Leonardo incrociò gli occhi di Michela e i due si scambiarono una tacita quanto palese domanda.

«Preferisco non correre il rischio,» disse lei.

Entrambi si mossero verso i lati del corridoio e provarono ad aprire una delle porte che avevano da poco superato. Le trovarono chiuse a chiave, proprio come quella della loro stanza.

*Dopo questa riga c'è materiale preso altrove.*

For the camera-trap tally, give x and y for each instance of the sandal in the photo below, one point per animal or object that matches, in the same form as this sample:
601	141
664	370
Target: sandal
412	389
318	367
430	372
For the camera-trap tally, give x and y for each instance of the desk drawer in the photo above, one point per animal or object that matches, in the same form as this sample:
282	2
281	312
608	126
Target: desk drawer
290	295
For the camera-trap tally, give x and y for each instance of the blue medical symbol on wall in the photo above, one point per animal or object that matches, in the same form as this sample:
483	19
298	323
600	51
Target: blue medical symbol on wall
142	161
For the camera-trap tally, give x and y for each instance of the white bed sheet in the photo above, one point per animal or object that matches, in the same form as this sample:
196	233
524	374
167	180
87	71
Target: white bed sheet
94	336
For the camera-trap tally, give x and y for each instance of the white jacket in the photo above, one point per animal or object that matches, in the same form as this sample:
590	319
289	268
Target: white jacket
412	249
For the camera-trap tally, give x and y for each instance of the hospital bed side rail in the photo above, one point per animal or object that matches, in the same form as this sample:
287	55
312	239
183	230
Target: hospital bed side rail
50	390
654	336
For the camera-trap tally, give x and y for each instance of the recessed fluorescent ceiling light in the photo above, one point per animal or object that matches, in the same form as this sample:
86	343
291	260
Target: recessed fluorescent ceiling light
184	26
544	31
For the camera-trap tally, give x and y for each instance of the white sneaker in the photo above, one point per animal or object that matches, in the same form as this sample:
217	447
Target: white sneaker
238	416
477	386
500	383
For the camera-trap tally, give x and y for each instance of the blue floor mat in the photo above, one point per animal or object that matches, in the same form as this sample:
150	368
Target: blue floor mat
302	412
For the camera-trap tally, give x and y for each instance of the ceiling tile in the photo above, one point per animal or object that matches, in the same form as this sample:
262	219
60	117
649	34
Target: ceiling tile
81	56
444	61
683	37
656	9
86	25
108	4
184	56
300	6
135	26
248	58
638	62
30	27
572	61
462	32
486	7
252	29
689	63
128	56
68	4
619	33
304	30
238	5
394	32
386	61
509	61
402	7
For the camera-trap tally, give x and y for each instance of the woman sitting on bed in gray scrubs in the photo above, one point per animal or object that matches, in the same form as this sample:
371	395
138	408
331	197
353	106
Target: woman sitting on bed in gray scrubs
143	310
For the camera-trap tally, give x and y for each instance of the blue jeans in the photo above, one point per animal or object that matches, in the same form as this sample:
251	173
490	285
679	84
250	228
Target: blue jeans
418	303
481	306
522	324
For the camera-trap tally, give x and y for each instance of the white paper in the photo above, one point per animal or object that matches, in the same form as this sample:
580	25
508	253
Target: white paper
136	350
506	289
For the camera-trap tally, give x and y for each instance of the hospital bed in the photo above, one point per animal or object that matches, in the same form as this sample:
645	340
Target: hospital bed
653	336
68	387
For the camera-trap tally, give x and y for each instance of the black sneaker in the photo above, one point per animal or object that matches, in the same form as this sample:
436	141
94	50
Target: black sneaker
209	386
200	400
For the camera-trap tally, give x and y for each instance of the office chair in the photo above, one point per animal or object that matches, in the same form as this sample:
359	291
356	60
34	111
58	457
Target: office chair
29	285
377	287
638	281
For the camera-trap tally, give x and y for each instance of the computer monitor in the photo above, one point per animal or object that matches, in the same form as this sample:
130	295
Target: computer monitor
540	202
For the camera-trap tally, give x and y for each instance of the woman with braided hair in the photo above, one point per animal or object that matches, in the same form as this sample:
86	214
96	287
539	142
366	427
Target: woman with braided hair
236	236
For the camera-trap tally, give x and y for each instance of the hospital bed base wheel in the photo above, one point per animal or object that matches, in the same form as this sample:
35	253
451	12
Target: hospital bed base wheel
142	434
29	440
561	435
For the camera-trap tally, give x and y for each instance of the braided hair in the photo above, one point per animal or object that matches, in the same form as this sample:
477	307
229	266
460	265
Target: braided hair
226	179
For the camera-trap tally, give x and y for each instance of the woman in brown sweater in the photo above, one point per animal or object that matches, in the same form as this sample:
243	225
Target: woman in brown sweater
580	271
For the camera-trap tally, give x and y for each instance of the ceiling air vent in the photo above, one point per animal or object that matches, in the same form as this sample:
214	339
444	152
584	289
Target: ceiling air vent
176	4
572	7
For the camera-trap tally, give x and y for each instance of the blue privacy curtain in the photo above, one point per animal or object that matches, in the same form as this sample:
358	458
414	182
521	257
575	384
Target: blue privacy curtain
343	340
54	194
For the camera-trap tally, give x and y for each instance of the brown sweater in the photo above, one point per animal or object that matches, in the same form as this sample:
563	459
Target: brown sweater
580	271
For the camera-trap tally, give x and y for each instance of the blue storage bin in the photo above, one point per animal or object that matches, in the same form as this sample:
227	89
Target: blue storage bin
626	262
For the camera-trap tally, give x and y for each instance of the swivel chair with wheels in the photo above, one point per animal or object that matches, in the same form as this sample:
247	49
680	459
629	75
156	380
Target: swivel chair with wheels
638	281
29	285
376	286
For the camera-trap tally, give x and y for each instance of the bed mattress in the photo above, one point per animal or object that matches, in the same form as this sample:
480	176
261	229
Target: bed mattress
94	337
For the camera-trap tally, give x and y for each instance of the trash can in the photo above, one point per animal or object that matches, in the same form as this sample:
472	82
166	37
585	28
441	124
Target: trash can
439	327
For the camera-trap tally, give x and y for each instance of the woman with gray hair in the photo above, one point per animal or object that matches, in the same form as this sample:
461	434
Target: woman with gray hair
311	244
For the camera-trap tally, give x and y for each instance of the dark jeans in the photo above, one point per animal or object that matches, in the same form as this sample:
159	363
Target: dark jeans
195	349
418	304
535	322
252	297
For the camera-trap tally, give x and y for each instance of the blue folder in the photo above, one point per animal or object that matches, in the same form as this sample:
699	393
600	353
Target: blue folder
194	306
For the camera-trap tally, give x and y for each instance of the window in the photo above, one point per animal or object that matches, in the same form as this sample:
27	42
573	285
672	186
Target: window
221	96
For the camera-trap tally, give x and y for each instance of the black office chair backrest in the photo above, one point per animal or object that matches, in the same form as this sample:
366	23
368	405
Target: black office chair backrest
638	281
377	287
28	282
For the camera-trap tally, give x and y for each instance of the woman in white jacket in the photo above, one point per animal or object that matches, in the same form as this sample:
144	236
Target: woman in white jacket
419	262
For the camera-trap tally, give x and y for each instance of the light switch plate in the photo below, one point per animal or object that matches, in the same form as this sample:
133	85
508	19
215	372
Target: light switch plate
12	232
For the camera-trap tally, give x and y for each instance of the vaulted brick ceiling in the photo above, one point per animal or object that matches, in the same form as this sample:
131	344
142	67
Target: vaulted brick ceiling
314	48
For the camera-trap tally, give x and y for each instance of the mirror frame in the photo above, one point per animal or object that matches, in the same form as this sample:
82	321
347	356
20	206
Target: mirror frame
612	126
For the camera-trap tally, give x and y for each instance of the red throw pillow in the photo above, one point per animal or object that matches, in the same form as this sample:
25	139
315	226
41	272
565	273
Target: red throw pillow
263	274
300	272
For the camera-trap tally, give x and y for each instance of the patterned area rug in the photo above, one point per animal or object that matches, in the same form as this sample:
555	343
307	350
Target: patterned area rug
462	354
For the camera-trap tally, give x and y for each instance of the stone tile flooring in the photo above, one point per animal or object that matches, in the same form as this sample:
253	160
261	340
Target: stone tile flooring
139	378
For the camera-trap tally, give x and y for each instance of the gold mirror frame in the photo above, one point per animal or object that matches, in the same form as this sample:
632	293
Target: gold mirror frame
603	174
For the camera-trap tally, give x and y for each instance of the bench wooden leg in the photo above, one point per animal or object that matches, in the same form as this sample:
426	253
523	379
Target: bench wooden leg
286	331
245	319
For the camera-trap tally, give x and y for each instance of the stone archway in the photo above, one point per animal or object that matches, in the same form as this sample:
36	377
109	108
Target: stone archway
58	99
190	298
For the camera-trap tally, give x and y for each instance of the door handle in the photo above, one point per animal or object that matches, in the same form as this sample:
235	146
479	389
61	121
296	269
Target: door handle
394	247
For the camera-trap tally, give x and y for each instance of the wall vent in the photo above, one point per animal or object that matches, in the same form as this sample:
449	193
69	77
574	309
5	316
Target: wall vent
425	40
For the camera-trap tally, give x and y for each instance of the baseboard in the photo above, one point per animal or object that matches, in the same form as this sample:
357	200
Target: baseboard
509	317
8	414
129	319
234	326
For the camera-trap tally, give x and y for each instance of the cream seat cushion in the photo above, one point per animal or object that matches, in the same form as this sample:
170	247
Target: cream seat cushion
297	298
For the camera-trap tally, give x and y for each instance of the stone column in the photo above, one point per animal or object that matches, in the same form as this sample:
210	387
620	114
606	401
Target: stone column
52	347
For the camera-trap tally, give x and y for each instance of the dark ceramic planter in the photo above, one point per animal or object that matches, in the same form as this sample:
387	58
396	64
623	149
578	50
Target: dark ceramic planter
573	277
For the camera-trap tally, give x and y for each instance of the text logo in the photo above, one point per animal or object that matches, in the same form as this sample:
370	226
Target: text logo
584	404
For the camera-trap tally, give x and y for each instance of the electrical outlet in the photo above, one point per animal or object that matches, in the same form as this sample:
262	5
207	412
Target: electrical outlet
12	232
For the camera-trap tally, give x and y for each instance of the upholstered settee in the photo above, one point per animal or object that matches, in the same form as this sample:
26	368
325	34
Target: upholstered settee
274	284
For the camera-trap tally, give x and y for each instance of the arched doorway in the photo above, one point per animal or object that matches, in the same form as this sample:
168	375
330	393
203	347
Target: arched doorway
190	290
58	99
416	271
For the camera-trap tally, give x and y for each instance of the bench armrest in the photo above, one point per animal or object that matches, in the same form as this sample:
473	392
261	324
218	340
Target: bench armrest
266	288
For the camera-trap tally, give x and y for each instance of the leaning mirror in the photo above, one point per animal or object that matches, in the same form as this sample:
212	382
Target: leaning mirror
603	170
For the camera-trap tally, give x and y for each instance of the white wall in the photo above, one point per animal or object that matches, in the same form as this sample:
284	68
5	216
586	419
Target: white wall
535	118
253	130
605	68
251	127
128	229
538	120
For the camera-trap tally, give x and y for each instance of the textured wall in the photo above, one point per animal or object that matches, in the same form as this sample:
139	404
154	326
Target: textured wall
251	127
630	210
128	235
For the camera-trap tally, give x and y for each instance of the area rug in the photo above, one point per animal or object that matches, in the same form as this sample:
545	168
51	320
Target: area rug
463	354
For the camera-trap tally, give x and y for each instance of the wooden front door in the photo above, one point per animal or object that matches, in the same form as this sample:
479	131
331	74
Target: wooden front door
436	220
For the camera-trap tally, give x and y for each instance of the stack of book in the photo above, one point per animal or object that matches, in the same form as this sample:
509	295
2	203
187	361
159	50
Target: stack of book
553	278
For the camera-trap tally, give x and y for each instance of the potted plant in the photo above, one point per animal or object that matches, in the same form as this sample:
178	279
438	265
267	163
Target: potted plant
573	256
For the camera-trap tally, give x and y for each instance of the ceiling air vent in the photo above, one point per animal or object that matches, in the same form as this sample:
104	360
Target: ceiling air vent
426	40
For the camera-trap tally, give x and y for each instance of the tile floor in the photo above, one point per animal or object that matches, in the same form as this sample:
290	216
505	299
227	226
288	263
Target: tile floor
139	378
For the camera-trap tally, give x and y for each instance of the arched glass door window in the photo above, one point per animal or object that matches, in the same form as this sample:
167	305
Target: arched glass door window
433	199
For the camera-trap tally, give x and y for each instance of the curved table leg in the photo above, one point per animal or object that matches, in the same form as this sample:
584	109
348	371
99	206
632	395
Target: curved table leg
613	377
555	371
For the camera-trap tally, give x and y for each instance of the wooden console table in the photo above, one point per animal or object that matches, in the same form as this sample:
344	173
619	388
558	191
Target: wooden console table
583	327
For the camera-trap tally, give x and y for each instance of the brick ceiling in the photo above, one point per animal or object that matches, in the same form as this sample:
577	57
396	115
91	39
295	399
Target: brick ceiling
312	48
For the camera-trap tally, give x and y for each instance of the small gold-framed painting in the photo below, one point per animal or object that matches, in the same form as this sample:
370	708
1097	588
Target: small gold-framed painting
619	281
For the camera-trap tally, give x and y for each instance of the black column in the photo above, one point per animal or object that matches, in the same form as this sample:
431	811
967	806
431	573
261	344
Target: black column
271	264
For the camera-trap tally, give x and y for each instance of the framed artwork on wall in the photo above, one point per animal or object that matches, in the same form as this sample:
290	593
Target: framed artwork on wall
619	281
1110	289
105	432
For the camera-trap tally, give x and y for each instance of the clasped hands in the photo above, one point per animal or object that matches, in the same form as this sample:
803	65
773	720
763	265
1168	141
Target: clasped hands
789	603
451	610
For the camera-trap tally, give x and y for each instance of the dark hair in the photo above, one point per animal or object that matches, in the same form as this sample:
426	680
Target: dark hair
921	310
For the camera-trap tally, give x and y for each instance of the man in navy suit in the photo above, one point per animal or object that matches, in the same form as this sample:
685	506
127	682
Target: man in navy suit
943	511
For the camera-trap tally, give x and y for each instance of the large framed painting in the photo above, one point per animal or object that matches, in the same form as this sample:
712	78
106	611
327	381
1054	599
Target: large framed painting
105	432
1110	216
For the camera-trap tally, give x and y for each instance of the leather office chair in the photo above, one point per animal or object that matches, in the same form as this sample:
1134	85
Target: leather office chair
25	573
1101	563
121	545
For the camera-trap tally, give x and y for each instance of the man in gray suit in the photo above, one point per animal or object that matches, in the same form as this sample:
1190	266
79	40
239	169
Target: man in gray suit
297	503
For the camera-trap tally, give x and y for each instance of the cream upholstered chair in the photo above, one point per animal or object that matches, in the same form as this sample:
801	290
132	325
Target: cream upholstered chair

Con una silenziosa imprecazione, Leonardo passò rapidamente a quella dopo, ma trovò anch'essa serrata. Mentre un moto di panico iniziava a invaderlo, si lanciò verso l'apertura successiva, afferrandone la maniglia, già sapendo, però, che nessuna di quelle sarebbe stata aperta; non aveva alcun senso continuare in quegli inutili tentativi.

Fu quindi con stupore e con un intenso senso di sollievo che Leonardo vide la maniglia assecondare il suo movimento, calando verso il basso e sbloccando la porta che, con un lieve cigolio, si aprì di qualche centimetro.

«Dentro!» disse subito, spalancandola e buttandosi freneticamente all'interno, seguito da Michela e dal loro silenzioso compagno.

Richiudendosi l'uscio alle spalle, si ritrovarono in una stanza invasa dal buio, ma a Leonardo non interessava: l'importante, per il momento, era aver trovato un nascondiglio dalle persone che si presumeva stessero arrivando lungo il corridoio. Premette la schiena contro la fredda superficie metallica, come se potesse servire a tenere l'accesso ancor più bloccato, e sentì Michela fare lo stesso al suo fianco.

Dopo qualche attimo immersi nel silenzio e nell'oscurità, si concesse un paio di respiri più intensi per regolarizzare il battito del cuore che stava pompando a velocità frenetica.

Fu in quell'istante concitato che una voce fendette il silenzio.

«Per favore, mes chers, fate piano. Il vostro respiro è così rumoroso.»